Running into another week.

That's it. I'm running away! To a small island, in the middle of nowhere, by myself. Where the sun is warm and the sand is soft. The air smells of the ocean. The waves come rushing onto the shore in a rhythmical fashion, creating sounds to calm the most frazzled of minds. Just me. By myself.

I could never....but it sounds sooooooo nice, doesn't it?

Right now the stresses of a week filled with a lot of unanswered questions is weighing heavily on our house. Most of the time I can deal. And this week, from the outside looking in, it probably seems like we've been doing just that. I've been trying to ignore all that was not going "right" this week. But eventually it gets to the point you just can't ignore it sometimes. The overwhelming feeling of feeling overwhelmed. That sums it up.

Those darn emotions.

Wyatt's body has been hit again by yeast. It was a week long process to get a plan ironed out of what we were going to do about it and put into place. You may remember I mentioned my concern a couple weeks ago when we started to treat the gram negative bacteria in his urine again. It was a valid concern. I could see evidence of the yeast before that round of Zosyn was even finished. It's what he does these days...you fight back one or two or three bad bugs to give the others a free pass at multiplying and starting a big bad out of control bacterial party. We're unable to wipe out the large amounts of bacteria and fungus that are present within him. And if we did, we'd only have bigger and badder bugs ready to party with even more limited options to fight them off with. So, instead we need to try to control them. Unfortunately, the boy's body is a bacterial and fungal party house.

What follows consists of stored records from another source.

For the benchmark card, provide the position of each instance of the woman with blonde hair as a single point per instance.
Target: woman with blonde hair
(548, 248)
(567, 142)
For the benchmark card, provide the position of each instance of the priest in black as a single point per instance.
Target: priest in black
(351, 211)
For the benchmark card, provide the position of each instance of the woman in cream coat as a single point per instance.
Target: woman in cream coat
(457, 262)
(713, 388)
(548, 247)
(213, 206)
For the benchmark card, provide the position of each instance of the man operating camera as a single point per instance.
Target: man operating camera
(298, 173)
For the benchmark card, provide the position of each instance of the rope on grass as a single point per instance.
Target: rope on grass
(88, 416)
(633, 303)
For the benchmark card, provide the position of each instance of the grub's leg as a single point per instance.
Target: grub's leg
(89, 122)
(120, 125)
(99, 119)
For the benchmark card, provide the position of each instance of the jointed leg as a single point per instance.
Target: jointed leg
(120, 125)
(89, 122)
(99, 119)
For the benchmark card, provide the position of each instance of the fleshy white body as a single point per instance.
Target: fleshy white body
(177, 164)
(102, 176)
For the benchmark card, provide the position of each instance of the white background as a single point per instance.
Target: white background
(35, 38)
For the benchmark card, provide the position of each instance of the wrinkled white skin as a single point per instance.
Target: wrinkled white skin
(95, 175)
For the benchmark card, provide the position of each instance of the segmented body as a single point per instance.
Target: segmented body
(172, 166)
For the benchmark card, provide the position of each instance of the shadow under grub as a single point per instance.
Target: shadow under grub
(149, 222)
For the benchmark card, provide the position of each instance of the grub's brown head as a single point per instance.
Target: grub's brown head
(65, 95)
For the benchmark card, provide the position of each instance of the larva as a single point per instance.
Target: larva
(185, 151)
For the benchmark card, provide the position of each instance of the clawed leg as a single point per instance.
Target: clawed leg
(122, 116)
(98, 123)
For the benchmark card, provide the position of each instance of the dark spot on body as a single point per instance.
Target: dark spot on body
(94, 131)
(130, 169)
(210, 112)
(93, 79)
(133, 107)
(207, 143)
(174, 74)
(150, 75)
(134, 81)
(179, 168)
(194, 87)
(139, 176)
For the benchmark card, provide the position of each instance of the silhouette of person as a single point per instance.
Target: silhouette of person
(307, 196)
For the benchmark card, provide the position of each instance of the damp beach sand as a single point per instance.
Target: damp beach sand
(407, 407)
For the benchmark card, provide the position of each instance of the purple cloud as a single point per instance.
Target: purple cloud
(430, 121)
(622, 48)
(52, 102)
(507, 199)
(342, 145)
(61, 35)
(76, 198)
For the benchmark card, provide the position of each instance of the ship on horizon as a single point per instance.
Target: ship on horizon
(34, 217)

Right now I feel like we're chasing our tails. Constantly. And it is not as fun (or funny) as when the dog does it.

Wyatt's cough that comes from deep within his lungs has returned. We've been suctioning as he needs, but the "junk" comes from deeper than I can get to some of the time. His nose started bleeding Wednesday and doesn't look to have fully stopped yet. He has a small amount of scattered petechia across his face from the force of the cough. His G/J tube stoma is also oozing blood. Wyatt begins to bleed when he has an infection and his body just can't get it together enough to clot. It's one of his "signs" that we've learned often means we're walking a fine line. It stresses me out as I've seen this kid go quickly from small nose bleed to much more than just a small nose bleed. He's been sleeping a lot, but has been waking up for short moments here and there. There are a few other things he's been doing that I can't quite figure out. I'm not sure what to make of it yet and am trying to sort it out before questioning the doctor again. It's known that Wyatt has broken too many rules in those medical books for the doc to know what exactly is going on in this boy's body anymore. Most of the time it's a hypothetical answer or a best guess or a theory...which we've learned to accept.

Tomorrow starts another week. That's good because another day was just not going to cut it. We need an entirely new week!



Thank you so much for the continued thoughts, prayers, love and support! Please know we appreciate it so much and send much love in return.